Suresh Dharmasena

Personal information
- Full name: Suresh Ranjan Dharmasena
- Born: 24 June 1989 (age 37) Anuradhapura, North Central Province, Sri Lanka

Sport
- Country: Sri Lanka
- Sport: Wheelchair tennis

Achievements and titles
- Paralympic finals: 2020 Tokyo

Medal record
Men's paralympic athletics
Representing Sri Lanka
Asian Para Games
Men's Wheelchair tennis
| Bronze medal – third place | 2018 Jakarta | men's doubles |

= Suresh Dharmasena =

Sri Lankan wheelchair tennis player

Suresh Ranjan Dharmasena (born 24 June 1989), also known as DSR Dharmasena, is a Sri Lankan wheelchair tennis player. He became a Paralympic competitor after sustaining injuries in the civil war. He made his first Paralympic appearance representing Sri Lanka at the 2020 Summer Paralympics.

== Biography ==
He was raised in Kahatagasdigiliya in the Anuradhapura District. He pursued primary and secondary education at the Kahatagasdigiliya Central College. He joined Sri Lanka Armoured Corps at the age of 18 in 2007 and served as a lance bombardier (artillery regiment) in the Sri Lankan Army.

His left foot was severely injured and had to be amputated when he stepped on an anti-personnel mine on 23 February 2009. It was amputated when he was on his duty in the Pottuvil Lagoon and his army career was brought to an end just before the end of the 26 year long civil war. After becoming a victim of LTTE terrorist attack, he underwent rehabilitation process at the Ragama Ranaviru Sevana for a period of four months.

== Career ==
Suresh was encouraged to take up the sport of wheelchair tennis by the then Brigadier Shiran Abeysekara in 2010. He claimed the bronze medal along with Lasantha Ranaweera in the men's doubles event at the 2018 Asian Para Games. It was the first time Sri Lanka had won a medal in an international wheelchair competition. He won the 2018 Negombo Open ITF Series tournament after defeating Korea's top seed Ha-Gel Lee in straight sets.

In May 2021, he won both the men's singles and men's doubles events at the 14th Sri Lanka Open Wheelchair Tennis tournament.
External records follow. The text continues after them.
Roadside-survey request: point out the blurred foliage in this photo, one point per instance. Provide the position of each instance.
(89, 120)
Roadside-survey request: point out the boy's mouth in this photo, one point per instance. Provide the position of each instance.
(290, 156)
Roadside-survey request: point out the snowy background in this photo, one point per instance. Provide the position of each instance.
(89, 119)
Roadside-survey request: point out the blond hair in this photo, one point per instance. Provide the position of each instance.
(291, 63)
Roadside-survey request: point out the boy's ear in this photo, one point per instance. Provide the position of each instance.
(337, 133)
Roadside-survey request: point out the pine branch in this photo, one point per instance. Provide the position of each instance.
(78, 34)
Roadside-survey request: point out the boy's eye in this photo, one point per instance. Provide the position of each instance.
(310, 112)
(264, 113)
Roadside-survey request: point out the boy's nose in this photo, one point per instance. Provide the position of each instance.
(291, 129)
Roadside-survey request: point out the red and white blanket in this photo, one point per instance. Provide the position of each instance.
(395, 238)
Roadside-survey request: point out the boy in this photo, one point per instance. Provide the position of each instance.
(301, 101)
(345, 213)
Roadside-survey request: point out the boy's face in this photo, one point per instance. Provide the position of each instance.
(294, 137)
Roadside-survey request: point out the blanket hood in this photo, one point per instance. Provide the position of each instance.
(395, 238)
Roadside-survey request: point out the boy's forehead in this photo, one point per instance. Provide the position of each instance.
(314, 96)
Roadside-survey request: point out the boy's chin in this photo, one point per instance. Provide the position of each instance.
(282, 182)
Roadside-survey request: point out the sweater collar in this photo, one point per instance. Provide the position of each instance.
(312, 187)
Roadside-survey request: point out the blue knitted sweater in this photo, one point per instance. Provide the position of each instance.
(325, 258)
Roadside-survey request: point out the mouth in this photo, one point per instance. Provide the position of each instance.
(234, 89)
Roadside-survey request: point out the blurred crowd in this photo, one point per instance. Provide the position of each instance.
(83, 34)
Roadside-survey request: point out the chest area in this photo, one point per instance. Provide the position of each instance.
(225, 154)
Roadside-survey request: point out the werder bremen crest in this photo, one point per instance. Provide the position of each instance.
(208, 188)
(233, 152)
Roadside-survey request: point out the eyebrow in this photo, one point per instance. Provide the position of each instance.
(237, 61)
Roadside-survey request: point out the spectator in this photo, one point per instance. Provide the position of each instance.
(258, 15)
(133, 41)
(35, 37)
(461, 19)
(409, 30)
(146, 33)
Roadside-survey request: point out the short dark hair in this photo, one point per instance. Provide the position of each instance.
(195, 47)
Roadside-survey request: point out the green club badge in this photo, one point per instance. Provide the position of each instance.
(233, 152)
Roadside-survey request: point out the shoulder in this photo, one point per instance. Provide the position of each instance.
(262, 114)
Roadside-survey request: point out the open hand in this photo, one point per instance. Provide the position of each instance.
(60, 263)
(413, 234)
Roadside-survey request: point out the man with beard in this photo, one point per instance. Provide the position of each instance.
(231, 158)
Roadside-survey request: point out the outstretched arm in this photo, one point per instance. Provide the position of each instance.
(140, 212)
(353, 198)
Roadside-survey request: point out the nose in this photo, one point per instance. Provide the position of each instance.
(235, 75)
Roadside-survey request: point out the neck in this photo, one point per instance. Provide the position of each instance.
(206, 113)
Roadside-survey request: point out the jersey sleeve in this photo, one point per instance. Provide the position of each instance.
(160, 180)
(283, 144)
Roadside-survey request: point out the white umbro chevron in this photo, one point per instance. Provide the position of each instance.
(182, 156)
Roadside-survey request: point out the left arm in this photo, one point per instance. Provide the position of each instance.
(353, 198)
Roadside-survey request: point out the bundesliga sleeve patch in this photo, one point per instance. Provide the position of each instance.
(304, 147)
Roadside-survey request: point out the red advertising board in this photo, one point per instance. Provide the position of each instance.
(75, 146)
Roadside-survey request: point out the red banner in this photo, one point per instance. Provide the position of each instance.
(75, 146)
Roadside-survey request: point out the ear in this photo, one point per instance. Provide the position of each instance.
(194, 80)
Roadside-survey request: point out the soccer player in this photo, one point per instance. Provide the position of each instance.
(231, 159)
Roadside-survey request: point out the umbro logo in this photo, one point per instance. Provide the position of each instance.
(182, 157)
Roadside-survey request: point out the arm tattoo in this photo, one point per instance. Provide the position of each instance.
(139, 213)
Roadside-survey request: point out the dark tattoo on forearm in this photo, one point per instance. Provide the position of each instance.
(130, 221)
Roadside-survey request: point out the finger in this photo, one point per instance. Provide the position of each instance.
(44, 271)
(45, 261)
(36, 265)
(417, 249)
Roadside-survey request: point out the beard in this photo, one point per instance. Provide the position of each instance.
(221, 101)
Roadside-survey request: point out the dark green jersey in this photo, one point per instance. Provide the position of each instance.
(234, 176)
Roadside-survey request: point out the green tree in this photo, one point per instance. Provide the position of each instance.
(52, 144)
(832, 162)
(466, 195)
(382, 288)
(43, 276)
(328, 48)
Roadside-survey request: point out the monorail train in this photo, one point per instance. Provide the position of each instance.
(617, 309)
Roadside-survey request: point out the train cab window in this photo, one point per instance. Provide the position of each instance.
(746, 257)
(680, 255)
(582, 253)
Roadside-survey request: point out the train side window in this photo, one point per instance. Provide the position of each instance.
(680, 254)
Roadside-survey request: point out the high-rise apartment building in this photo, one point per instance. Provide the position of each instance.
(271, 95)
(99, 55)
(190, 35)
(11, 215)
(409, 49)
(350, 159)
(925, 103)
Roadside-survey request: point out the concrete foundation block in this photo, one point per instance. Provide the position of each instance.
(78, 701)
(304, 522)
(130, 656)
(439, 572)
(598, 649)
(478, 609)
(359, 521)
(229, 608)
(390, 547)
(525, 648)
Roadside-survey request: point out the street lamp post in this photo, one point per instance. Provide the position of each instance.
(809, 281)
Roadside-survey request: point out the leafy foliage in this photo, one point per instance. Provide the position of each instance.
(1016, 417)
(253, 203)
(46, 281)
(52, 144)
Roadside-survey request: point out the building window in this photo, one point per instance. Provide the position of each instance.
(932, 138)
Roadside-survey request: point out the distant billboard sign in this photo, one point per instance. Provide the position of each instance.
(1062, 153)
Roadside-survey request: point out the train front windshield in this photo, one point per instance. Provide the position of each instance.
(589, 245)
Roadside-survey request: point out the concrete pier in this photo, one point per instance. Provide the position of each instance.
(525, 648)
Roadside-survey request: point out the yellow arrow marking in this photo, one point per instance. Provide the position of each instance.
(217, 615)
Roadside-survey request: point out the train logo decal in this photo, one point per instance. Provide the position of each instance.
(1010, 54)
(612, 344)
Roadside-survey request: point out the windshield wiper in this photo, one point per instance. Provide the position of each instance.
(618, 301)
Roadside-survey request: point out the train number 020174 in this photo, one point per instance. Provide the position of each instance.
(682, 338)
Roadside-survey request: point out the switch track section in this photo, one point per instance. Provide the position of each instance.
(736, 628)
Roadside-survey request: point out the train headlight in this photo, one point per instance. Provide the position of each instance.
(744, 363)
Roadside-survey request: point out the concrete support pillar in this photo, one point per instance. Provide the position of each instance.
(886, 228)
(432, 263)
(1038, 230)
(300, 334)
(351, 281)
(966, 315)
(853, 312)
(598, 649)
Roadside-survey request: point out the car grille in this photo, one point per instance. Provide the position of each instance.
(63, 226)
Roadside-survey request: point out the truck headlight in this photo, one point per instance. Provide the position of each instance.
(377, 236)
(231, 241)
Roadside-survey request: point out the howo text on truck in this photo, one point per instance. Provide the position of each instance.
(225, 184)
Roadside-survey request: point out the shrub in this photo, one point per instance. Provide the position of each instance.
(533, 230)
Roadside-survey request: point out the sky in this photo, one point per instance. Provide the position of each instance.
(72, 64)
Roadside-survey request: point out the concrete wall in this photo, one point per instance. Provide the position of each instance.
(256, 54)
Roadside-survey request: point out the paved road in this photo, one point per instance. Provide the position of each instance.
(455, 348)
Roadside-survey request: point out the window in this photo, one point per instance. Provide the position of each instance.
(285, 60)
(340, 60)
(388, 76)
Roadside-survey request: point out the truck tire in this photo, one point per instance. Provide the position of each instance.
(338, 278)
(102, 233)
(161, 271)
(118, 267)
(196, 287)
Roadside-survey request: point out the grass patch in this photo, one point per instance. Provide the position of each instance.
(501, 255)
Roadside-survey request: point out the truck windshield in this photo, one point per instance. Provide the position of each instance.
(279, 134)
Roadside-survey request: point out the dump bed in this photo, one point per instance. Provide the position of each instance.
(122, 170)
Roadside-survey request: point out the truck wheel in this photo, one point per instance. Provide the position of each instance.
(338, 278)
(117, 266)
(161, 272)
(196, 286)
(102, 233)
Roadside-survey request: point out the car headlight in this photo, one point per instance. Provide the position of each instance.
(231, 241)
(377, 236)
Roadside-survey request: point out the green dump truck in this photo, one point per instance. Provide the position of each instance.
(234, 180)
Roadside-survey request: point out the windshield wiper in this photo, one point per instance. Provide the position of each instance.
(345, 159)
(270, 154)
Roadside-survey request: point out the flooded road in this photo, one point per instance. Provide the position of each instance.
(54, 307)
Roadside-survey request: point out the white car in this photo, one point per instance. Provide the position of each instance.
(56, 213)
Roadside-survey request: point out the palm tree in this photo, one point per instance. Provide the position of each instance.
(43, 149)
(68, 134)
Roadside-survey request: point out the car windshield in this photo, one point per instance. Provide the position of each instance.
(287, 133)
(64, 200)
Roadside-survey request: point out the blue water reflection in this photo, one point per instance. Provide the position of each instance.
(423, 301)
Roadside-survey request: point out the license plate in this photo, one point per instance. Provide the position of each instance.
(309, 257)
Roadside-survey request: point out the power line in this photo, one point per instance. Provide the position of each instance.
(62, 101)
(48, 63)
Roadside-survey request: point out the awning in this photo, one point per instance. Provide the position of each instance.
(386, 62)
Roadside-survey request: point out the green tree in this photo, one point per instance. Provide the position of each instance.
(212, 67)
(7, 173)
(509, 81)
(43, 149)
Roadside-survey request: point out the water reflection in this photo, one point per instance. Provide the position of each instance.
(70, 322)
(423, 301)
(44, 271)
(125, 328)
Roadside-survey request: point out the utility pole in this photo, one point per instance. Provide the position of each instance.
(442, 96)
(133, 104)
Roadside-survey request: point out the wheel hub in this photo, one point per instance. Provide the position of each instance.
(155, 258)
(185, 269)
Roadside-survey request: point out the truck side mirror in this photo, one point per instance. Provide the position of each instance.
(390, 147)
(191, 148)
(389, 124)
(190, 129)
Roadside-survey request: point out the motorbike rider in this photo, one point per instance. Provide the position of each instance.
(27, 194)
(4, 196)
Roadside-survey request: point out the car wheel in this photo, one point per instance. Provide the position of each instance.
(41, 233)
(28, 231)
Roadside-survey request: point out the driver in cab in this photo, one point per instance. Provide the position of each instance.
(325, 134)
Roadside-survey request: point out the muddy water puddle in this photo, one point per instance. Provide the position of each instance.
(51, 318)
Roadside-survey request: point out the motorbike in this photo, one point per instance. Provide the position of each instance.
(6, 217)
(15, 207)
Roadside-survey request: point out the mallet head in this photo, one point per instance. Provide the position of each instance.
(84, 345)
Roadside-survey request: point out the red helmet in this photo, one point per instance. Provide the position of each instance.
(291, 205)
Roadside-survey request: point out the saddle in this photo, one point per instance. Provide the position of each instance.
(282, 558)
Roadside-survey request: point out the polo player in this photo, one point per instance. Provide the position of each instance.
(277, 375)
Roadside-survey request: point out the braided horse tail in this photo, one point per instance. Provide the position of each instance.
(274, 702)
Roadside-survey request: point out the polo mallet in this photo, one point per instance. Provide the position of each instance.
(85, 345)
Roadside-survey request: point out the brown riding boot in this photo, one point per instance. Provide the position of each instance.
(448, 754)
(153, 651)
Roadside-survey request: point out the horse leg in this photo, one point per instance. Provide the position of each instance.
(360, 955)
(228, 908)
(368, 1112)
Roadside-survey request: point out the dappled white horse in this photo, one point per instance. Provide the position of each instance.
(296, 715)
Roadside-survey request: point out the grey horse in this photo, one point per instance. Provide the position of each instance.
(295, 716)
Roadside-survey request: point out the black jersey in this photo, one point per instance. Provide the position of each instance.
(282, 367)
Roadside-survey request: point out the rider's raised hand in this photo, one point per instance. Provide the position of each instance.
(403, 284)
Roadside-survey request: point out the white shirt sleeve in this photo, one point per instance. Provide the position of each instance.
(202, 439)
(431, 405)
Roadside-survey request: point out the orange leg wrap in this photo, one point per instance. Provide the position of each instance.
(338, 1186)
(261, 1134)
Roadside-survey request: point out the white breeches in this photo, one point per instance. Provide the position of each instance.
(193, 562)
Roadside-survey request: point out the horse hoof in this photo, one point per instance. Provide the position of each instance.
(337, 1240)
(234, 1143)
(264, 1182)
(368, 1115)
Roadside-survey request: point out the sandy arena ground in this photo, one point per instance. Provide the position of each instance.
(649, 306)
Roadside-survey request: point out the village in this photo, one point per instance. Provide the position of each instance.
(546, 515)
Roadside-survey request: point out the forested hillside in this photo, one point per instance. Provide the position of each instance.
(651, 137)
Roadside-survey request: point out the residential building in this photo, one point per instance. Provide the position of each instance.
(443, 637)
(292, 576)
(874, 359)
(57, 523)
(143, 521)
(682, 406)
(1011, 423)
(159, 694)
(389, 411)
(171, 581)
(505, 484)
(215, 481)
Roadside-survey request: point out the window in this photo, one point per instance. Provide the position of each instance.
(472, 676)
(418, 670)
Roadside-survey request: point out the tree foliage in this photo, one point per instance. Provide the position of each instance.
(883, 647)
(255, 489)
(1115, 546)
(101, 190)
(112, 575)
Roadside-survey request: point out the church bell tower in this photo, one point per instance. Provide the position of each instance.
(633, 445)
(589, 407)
He was a key member of the Sri Lankan team which reached the semi-finals of the 2021 BNP Paribas World Team Cup Qualifiers.

He received bipartite invitation to take part at the 2020 Summer Paralympics following his notable performances at the 2021 BNP Paribas World Team Cup Qualification round held in Portugal. During the Tokyo Paralympics, he competed in section four of the first round event in the men's wheelchair tennis competition.

On 6 March 2022, he won the men's singles title after defeating Sung-Bong Han in three sets 6–2, 3-6 and 7–5 in the final of the 2022 International Wheelchair tennis tournament which was played at the Sri Lanka Tennis Association courts.